Deloitte has fired a senior banking adviser after an investigation into complaints discovered “serious and sustained concerns as to his conduct and judgment” and that he had fallen “far short” of its ethical standards for partners.
David Joseph, a Zurich-based forensic services and financial crime partner, has challenged the decision in the London High Court in which he accused the Big Four accounting firm of breaching the contract he signed when he became a partner of the firm. Deloitte said his claim was “misconceived”.
Deloitte launched a formal investigation into Mr Joseph in late 2018 following complaints about him made through its anonymous “Speak Up” whistleblowing hotline, according to legal documents.
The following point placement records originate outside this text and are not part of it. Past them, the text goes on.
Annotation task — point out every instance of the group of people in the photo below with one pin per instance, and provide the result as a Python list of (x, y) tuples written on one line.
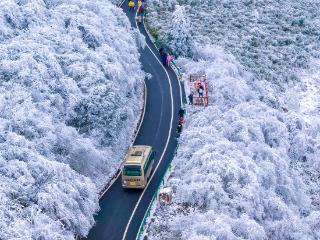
[(140, 9), (165, 57)]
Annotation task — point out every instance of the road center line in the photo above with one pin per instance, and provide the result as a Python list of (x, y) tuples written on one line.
[(165, 148)]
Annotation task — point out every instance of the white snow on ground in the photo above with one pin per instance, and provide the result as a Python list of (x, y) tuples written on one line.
[(310, 103), (248, 166), (244, 165), (70, 97)]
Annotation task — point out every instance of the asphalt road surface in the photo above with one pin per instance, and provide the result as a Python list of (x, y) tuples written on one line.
[(158, 129)]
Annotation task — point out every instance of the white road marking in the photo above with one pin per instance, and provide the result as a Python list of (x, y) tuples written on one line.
[(165, 148), (135, 137)]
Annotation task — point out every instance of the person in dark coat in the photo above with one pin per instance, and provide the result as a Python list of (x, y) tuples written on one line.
[(190, 98), (181, 112), (161, 51)]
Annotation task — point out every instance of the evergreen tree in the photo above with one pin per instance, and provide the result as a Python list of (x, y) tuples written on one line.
[(179, 37)]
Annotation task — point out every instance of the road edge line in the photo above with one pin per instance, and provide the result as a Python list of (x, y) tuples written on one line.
[(167, 142)]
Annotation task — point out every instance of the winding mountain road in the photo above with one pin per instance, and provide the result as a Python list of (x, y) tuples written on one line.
[(122, 210)]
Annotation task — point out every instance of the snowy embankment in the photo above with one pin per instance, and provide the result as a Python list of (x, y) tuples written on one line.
[(248, 165), (236, 174), (70, 97)]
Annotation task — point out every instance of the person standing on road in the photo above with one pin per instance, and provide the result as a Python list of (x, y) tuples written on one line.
[(190, 98), (201, 90), (169, 58), (164, 58), (139, 5), (131, 5), (161, 51)]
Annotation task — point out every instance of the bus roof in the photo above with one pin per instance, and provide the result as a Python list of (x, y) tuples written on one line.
[(138, 154)]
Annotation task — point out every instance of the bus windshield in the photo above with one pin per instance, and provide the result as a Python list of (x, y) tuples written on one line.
[(132, 170)]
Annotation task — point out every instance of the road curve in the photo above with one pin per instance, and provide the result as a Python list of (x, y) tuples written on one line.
[(119, 206)]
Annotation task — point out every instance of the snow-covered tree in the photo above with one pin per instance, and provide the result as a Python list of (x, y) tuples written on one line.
[(70, 90), (179, 37)]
In July, the firm’s board informed Mr Joseph that it had decided to remove him from the partnership on January 31 2020 and that he would be put on gardening leave with immediate effect.
Court documents filed by Deloitte revealed that the investigation, which was conducted by three senior partners, made a “unanimous” recommendation to the board to remove Mr Joseph from the partnership.
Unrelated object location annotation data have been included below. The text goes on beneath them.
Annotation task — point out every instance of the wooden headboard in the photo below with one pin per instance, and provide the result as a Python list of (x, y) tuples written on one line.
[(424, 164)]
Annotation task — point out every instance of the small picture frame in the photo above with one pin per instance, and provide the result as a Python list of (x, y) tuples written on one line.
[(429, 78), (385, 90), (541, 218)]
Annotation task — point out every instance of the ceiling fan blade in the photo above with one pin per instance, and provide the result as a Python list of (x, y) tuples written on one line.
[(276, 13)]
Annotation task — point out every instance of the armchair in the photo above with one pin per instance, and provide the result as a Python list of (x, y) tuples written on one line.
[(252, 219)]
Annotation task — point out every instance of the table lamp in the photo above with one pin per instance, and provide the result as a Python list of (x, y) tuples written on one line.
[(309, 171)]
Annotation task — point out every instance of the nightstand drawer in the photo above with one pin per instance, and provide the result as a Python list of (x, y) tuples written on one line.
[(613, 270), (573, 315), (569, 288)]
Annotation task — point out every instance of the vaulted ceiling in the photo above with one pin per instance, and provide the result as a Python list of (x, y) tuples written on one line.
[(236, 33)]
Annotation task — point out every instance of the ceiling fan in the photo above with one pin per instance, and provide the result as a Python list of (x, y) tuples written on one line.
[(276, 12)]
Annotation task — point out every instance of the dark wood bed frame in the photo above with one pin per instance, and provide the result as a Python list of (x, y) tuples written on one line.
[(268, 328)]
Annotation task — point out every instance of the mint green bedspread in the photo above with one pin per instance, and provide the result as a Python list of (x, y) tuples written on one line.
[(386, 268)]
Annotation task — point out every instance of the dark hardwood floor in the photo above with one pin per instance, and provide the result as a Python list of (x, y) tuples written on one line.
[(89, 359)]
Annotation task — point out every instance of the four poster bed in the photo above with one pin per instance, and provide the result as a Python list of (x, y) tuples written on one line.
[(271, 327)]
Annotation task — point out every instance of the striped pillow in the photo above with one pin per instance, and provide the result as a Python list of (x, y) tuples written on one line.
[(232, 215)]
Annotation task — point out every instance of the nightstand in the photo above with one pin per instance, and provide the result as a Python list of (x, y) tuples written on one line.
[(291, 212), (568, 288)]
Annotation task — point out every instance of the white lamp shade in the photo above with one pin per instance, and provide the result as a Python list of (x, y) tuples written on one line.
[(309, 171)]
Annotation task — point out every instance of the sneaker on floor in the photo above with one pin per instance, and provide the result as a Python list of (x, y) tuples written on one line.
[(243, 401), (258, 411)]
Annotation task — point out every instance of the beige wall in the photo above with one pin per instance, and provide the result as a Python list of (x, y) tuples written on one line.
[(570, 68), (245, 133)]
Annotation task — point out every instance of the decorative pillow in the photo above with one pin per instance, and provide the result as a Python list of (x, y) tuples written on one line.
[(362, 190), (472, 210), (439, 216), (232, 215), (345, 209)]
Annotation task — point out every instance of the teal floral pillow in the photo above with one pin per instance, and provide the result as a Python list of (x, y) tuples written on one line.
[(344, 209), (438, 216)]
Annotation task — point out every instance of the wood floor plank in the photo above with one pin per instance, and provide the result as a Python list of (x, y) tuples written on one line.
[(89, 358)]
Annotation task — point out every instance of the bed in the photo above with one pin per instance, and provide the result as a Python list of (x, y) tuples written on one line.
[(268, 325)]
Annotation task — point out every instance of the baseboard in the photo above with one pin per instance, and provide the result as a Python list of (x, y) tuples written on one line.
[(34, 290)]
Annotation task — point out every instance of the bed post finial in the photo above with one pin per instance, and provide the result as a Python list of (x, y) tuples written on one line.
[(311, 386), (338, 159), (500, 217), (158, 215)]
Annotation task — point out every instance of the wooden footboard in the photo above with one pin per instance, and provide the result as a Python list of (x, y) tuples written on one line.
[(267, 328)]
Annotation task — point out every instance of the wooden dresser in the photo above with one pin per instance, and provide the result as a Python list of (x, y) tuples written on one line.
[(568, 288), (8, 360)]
The documents also showed that Mr Joseph was first sanctioned by the firm in 2015 when he was given a “verbal warning to the effect that his conduct was unacceptable”.
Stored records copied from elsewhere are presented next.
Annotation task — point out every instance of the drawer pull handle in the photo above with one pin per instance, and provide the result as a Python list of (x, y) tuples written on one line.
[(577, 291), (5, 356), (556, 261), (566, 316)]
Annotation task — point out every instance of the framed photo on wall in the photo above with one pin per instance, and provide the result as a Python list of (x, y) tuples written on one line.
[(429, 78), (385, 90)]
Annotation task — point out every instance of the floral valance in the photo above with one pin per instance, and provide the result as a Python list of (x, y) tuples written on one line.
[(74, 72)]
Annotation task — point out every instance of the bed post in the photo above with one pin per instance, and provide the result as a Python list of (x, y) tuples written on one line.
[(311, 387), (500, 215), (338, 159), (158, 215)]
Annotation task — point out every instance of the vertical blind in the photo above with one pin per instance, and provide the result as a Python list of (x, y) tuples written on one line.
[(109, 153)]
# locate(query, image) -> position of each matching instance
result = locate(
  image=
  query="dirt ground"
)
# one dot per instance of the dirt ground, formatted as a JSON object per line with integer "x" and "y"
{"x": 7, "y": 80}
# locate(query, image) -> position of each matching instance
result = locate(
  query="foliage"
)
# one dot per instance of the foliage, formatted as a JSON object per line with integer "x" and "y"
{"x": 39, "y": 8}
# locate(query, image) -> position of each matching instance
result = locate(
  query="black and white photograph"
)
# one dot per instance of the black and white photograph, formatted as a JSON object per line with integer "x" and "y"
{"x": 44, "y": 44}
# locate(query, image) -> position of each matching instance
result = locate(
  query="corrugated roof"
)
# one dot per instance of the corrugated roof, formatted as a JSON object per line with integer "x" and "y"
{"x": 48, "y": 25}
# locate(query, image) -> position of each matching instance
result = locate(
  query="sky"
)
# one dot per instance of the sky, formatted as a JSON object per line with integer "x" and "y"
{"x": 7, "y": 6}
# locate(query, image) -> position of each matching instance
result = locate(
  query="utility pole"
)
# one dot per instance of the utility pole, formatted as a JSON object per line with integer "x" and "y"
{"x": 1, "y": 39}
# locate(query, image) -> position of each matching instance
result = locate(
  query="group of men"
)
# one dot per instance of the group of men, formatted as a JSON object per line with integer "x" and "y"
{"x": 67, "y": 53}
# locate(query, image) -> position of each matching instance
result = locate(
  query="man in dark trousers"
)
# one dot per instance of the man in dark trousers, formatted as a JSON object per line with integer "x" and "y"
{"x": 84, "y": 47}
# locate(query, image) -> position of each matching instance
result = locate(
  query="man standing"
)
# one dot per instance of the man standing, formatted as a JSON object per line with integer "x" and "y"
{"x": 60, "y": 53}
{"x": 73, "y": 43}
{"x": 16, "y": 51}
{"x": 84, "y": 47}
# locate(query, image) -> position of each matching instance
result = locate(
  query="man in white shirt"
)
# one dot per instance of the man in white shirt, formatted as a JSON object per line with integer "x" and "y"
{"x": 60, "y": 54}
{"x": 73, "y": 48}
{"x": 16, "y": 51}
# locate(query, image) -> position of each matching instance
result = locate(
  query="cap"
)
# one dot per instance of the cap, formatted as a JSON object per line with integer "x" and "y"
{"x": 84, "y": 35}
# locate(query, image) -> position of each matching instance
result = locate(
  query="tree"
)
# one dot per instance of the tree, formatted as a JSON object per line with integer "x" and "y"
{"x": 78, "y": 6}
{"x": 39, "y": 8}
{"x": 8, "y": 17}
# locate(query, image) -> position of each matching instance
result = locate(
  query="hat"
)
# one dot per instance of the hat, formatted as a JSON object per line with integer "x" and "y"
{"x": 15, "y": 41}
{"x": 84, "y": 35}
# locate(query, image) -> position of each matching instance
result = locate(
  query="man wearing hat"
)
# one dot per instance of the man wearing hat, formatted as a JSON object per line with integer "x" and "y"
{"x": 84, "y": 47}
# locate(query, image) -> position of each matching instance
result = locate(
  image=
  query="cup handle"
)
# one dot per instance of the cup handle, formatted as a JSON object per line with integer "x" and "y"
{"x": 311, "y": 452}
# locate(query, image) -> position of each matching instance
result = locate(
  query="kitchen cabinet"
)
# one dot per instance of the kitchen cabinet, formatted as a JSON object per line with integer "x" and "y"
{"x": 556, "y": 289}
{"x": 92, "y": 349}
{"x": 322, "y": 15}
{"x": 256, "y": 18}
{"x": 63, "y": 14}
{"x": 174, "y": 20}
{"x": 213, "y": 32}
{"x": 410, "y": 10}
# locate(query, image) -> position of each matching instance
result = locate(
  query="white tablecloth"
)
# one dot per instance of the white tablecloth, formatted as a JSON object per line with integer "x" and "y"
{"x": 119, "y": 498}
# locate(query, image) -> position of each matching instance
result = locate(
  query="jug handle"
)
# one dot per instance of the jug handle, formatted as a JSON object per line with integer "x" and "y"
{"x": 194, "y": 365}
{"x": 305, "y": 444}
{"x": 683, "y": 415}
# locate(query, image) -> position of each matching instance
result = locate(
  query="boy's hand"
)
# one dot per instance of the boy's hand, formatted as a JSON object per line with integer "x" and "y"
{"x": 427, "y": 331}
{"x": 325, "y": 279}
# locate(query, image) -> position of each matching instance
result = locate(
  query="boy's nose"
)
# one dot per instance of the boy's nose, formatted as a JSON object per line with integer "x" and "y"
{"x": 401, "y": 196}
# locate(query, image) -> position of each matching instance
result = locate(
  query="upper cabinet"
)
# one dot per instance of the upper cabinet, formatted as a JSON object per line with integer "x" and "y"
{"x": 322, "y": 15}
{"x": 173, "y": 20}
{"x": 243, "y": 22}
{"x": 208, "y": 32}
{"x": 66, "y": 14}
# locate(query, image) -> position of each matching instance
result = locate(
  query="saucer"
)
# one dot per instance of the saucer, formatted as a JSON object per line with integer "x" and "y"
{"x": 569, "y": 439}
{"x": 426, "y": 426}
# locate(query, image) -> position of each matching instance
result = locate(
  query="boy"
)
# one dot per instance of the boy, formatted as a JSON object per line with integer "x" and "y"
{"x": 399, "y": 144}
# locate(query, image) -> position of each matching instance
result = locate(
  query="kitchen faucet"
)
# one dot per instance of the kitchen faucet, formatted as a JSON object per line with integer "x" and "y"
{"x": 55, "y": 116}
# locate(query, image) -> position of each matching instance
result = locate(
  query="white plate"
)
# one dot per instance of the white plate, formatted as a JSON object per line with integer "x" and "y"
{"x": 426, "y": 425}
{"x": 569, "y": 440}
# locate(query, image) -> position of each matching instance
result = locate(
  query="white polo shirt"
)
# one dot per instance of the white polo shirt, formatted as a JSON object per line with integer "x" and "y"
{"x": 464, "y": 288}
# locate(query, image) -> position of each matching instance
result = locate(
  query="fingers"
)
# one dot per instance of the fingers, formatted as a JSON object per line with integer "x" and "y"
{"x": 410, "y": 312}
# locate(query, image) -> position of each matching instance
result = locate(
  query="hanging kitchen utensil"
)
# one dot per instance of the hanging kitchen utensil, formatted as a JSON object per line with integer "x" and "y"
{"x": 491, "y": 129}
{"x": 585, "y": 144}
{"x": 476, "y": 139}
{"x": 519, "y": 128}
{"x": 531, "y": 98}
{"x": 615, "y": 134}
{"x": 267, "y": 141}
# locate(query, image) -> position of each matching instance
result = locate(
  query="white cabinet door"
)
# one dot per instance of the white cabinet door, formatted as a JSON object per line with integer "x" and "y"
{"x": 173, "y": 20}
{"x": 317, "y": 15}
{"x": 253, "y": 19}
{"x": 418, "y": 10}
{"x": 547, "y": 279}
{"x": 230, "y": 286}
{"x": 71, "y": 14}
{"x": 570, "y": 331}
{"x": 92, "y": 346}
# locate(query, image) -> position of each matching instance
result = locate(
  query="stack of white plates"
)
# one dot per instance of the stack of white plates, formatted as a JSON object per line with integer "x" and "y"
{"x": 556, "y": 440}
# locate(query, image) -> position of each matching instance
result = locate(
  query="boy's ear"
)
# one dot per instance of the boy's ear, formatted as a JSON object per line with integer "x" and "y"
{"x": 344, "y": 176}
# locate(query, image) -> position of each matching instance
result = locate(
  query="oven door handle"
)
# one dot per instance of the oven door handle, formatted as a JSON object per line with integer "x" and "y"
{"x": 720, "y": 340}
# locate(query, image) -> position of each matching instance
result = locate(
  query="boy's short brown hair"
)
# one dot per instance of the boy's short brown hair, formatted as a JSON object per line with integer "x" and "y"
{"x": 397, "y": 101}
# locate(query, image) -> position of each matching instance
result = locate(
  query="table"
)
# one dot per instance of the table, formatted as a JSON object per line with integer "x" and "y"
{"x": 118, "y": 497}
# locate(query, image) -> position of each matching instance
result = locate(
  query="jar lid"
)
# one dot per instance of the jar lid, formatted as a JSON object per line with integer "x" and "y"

An executive involved in the recent investigation told the Financial Times that Mr Joseph had a belligerent attitude towards colleagues and was also accused of “having an entitlement to” expenses claims to treat high-performing members of his team. Mr Joseph has denied all the allegations.
In court filings, he rejected Deloitte’s allegations and denied any misconduct. He said the firm “unfairly and unjustly” had refused him the right to appeal his dismissal because of a dispute with the firm over a seven-day deadline.
Mr Joseph is one of the highest fee-earners at Deloitte Switzerland, a former partner of the firm said. He has been a leading partner on one of Deloitte’s largest advisory projects for Credit Suisse, in which it advised the bank on a crisis in relation to tax advice it provided to US clients.
The project made “in excess of” SFr200m ($201m) “in fees for Deloitte over several years”, the former partner said. The project was wound down in the last two years because of a natural drop-off in the work, but also because of an enforced moratorium on advisory work for Credit Suisse at Deloitte while it geared up to pitch for the bank’s audit, the person added.
Mr Joseph joined Deloitte in 2012 from KPMG, where he had worked in its forensic accounting unit for seven years, becoming a partner in 2009. He specialises in investigating accounting fraud, providing regulatory and litigation crisis support to financial services clients, and audits where there is a risk of corruption.
His profile on Deloitte’s website said: “David has more than 25 years of experience in auditing and advising financial institutions, and has led a large number of national and international economic crime and fraud investigations across the world.”
Deloitte said: “This is an ongoing legal matter and it would not be appropriate for us to comment.”
The controversy is the second time difficulties have hit Deloitte’s Switzerland business this month after an internal memo revealing a significant decline in profits was leaked to a Swiss blog.
The predicament has energised a small number of Switzerland-based partners who believe the Swiss firm should have greater independence from Deloitte’s UK business, according to two people familiar with the matter.
Deloitte Switzerland, which has about 2,000 staff across six offices, was acquired by the UK business in 2006. The Switzerland-based partners are members of the UK’s limited liability partnership and are paid out of the same pool of profits as their UK counterparts. Since 2016, the UK firm has been a part of Deloitte’s wider North West Europe business, which is made up of offices in 13 countries.